If you are homeschooling a child with special needs, you need to follow your state’s homeschool regulations. There are no additional requirements for homeschooling children with special needs.
Because homeschooling can be conducted as a “private school” under Illinois law, your homeschooled child may be eligible for services funded by both the federal IDEA program and the state.
Homeschool students with disabilities have a right to enroll part-time in the public school in the district where they reside. 105 Illinois Compiled Statutes 5/14-6.01, first paragraph, third sentence. The child must be at least 3 and less than 22 years of age. He must qualify under one of two provisions.
- A child qualifies under 5/14-1.02 if he is determined, pursuant to state special education regulations, to need special education services.
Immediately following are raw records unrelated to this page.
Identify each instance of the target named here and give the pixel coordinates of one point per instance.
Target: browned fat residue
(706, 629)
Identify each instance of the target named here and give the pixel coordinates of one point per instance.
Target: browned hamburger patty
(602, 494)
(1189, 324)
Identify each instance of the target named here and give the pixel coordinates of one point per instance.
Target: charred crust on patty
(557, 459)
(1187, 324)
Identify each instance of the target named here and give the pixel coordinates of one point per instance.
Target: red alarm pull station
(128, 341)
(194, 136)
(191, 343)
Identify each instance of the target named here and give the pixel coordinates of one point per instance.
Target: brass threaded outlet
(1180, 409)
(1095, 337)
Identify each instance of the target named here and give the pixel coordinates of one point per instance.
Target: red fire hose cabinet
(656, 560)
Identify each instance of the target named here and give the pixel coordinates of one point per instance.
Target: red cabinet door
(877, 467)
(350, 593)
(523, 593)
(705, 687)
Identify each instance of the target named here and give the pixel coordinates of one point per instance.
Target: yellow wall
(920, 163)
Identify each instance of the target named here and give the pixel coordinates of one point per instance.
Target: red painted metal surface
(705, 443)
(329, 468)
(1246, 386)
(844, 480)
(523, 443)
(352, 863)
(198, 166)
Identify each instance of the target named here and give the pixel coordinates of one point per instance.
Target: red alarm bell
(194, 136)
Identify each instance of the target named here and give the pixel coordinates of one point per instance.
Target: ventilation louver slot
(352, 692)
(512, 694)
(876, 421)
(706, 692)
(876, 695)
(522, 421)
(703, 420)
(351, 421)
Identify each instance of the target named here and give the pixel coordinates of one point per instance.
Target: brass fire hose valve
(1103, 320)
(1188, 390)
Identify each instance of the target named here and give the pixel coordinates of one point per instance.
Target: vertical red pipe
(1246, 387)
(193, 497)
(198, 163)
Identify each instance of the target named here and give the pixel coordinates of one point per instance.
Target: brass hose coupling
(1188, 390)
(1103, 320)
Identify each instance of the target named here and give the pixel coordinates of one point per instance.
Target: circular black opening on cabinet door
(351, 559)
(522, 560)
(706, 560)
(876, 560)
- A child qualifies under 5/14-1.03a if he has a specific learning disability. The phrase “specific learning disability” is defined as a disorder “in one or more of the basic psychological processes involved in understanding or in using language, spoken or written, which disorder may manifest itself in imperfect ability to listen, think, speak, read, write, spell or do mathematical calculations. Such disorders include such conditions as perceptual disabilities, brain injury, minimal brain dysfunction, dyslexia, and developmental aphasia. Such term does not include children who have learning problems which are primarily the result of visual, hearing or motor disabilities, of an intellectual disability, emotional disturbance or environmental disadvantage.”
Note: As you decide what kind of special needs services and therapy best meet your child’s needs, we want you to know that HSLDA Compassion Curriculum Grants are available to help with diagnostic services, therapy, curriculum, or other educational materials.
Please note: The information on this page has been reviewed by an attorney, but it should not be taken as legal advice specific to your individual situation.